The ripped sleeves, the paint, the cruel little smiles, the tests, the threats, the number thirty-eight spoken like a dare—none of it was random.

These girls had been abandoned by the one person who made the house feel safe, and every adult after her had walked in promising order, rules, routines, and rescue.

Then every adult had left.

Maybe some had left because the job was impossible.

Maybe some had left because they were frightened.

Maybe some had left because no paycheck was worth being hated by children who were really begging not to be forgotten.

But the result was the same.

Thirty-seven departures had become evidence.

Every leaving proved what the girls already feared.

Camila stood with cold air on her wrists, gloves damp from dishwater, and Elena’s list inches from her face.

She thought of her own little sister.

She thought of the months when no one in her family could say the child’s name without changing the subject or leaving the room.
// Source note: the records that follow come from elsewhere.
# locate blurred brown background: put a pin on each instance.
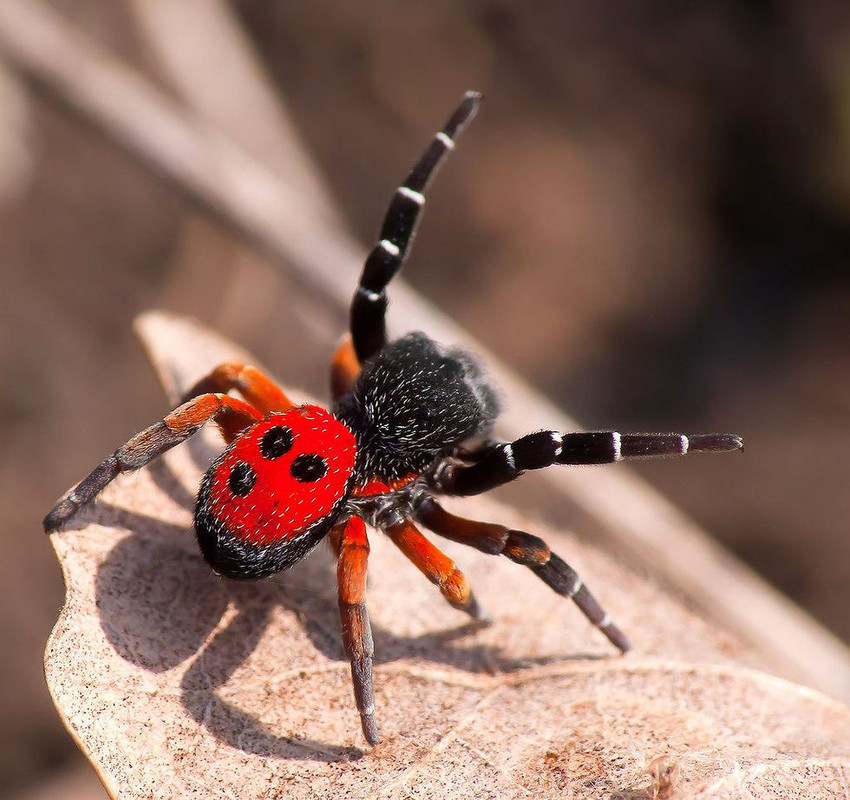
(650, 221)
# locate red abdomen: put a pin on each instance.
(275, 492)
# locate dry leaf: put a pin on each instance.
(180, 684)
She thought of the way silence can teach children that love is something too painful to mention.

Then she heard Scarlett’s voice behind her.

It was not loud this time.

It was not cruel either.

“Why are you touching my mom’s list?”

Camila did not turn around fast.

Fast movements belonged to people who were caught doing something wrong.
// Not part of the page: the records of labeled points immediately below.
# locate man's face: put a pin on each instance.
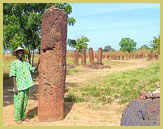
(20, 54)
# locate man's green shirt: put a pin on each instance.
(22, 71)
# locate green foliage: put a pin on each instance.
(143, 47)
(122, 87)
(22, 24)
(108, 48)
(156, 44)
(127, 44)
(80, 43)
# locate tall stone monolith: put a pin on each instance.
(76, 57)
(91, 56)
(99, 56)
(52, 72)
(83, 57)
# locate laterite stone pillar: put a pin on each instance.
(91, 56)
(76, 57)
(83, 57)
(99, 56)
(52, 72)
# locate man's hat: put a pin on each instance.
(20, 48)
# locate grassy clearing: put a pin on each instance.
(120, 87)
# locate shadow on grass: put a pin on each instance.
(34, 112)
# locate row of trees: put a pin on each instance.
(22, 24)
(22, 27)
(129, 45)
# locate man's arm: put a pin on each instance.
(14, 83)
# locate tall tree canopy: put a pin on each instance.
(80, 43)
(22, 24)
(127, 44)
(156, 44)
She stayed still, then carefully let go of the corner of the paper.

“I’m not throwing it away,” she said.

Scarlett said nothing.

The refrigerator hummed between them.

In the hallway, Nathaniel’s shoes stopped on the floor.

Camila could feel him there before she saw him.

The father, the millionaire, the man who had paid thirty-seven women to help and watched every one of them leave, was finally close enough to hear what his daughter had really been guarding.

Camila turned then.

Scarlett stood in the kitchen doorway with her shoulders squared and her hands shaking at her sides.

Behind her, Daisy clung to Violet’s sleeve.

The twins were silent.

Emma held the one-armed doll against her chest so tightly its remaining arm bent backward.

Nathaniel looked at the open refrigerator, then at the list, then at his daughters.

His face changed.

Not dramatically.

Not all at once.

It changed the way a wall cracks, a small line appearing first, then spreading until the whole thing can no longer pretend it is solid.

Camila understood, in that cold kitchen full of dirty dishes and old photographs, what nobody had said out loud.

The girls were not trying to find a nanny.

They were trying to prove no one could replace their mother.

And if Camila wanted to survive the Blackwood mansion, cleaning the kitchen would not be enough.